Dans l'affaire T 797/14, la chambre est parvenue à la conclusion que l'élément essentiel de l'invention revendiquée, à savoir la composition de revêtement Flurotec (TM), n'était pas connue du public et que la personne du métier ne disposait pas non plus d'informations suffisantes afin de déterminer de manière fiable la composition ou la structure du produit. Le pendant d'un monopole conféré par un brevet est toutefois l'exposé de l'invention, en particulier de ses éléments essentiels, et non la fourniture ou l'utilisation d'un produit commercial dont la structure et la composition ne sont pas publiques. (Sur la question de la divulgation du produit de départ, voir T 1596/16 qui se distingue de T 2399/10 et T 797/14 et en résume l'apport ; ces décisions avaient été invoquées par une partie).
L'exposé est insuffisant si la personne du métier, tenant compte de l'enseignement du brevet dans son ensemble, n'est pas en mesure de réaliser une invention qui est définie dans les revendications de manière tout à fait claire et compréhensible, à moins d'en ignorer une caractéristique significative (T 432/10, "catchword").
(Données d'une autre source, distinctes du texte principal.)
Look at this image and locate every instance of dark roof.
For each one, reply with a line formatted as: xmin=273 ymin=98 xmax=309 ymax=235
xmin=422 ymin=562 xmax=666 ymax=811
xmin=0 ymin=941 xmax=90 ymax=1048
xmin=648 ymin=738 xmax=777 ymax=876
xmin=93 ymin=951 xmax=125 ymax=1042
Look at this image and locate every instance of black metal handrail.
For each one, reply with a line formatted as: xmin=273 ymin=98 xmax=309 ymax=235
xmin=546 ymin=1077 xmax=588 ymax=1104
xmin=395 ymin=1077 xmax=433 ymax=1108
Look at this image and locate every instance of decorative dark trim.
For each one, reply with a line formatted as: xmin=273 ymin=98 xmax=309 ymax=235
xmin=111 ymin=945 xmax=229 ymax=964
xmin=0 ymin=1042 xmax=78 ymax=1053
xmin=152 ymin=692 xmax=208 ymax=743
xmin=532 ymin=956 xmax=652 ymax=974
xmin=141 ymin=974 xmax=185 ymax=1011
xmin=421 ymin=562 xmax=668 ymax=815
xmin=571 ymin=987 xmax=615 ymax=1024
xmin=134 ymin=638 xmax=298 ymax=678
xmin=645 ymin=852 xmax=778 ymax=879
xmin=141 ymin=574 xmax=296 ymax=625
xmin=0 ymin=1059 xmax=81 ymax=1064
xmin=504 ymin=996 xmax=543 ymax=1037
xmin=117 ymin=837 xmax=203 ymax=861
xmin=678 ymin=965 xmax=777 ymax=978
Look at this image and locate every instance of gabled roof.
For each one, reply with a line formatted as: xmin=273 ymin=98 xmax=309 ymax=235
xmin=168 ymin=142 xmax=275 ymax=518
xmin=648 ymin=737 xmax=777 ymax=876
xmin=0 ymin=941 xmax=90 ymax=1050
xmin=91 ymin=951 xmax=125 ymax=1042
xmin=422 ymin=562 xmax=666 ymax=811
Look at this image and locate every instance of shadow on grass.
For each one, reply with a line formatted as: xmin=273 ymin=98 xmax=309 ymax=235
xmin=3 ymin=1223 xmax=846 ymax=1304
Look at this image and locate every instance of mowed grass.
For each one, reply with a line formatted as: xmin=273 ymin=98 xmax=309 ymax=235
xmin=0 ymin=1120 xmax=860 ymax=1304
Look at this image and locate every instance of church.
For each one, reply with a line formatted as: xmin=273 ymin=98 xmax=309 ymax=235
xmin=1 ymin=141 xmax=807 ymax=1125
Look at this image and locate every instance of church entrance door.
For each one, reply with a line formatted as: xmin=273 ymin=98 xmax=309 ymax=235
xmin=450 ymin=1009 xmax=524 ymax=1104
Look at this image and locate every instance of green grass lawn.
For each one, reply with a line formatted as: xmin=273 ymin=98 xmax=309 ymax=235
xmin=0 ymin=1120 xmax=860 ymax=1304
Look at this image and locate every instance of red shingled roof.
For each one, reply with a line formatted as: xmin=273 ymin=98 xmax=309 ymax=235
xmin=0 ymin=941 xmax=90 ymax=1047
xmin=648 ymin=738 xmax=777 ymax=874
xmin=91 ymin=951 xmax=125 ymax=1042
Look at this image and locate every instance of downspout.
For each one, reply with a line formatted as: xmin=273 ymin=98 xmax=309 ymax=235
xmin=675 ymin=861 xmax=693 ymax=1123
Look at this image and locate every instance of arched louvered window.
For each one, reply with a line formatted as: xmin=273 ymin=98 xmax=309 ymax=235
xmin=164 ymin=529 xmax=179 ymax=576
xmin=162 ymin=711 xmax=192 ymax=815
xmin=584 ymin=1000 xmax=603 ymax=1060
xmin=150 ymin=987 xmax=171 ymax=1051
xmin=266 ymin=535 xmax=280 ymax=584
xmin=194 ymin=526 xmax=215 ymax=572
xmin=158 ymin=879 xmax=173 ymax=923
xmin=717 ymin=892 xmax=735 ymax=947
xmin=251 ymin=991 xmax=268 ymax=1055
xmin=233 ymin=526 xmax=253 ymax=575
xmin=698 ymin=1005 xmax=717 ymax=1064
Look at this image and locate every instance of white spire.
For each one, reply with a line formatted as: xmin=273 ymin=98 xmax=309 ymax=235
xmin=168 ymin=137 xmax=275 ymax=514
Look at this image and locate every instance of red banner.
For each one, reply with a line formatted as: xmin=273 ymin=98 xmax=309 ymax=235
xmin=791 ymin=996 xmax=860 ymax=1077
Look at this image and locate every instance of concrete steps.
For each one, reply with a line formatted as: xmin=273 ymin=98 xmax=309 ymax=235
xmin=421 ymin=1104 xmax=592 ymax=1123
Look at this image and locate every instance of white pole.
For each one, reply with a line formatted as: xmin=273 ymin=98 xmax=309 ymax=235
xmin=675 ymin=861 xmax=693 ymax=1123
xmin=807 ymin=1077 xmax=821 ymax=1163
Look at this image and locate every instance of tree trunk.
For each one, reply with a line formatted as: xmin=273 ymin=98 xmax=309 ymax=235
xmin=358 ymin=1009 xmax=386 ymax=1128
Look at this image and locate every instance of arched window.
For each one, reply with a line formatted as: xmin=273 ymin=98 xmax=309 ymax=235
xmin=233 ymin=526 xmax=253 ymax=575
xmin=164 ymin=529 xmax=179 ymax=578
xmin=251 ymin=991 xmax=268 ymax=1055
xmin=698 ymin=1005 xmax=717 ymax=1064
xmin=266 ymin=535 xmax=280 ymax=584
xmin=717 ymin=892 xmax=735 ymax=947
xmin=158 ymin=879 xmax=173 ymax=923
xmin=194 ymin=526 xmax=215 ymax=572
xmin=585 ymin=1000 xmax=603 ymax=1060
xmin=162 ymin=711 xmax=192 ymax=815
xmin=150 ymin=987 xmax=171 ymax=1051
Dans la décision T 1170/20, en réponse à un argument de l'intimée (titulaire), la chambre a souligné que l'exigence du caractère suffisant de l'exposé concerne l'invention dans son intégralité, et non pas seulement la partie que le demandeur ou le titulaire considère comme étant la contribution inventive. Si une partie quelconque de l'invention définie dans les revendications ne peut pas être réalisée, cette invention peut alors faire l'objet d'une objection pour insuffisance d'exposé.
Il sera cité certaines décisions récentes à simple titre d'illustrations de l'articulation des exigences de l'art. 83 CBE avec les règles d'interprétations des revendications : voir p. ex. T 2824/19, T 1902/21, T 2020/22, cette dernière décision soulignant l'implication de la prise en compte de l'ensemble de la demande de brevet, comme explicitement prescrit par l'art. 83 CBE, sur l'interprétation correcte des revendications (T 2020/22, point 2.3 des motifs).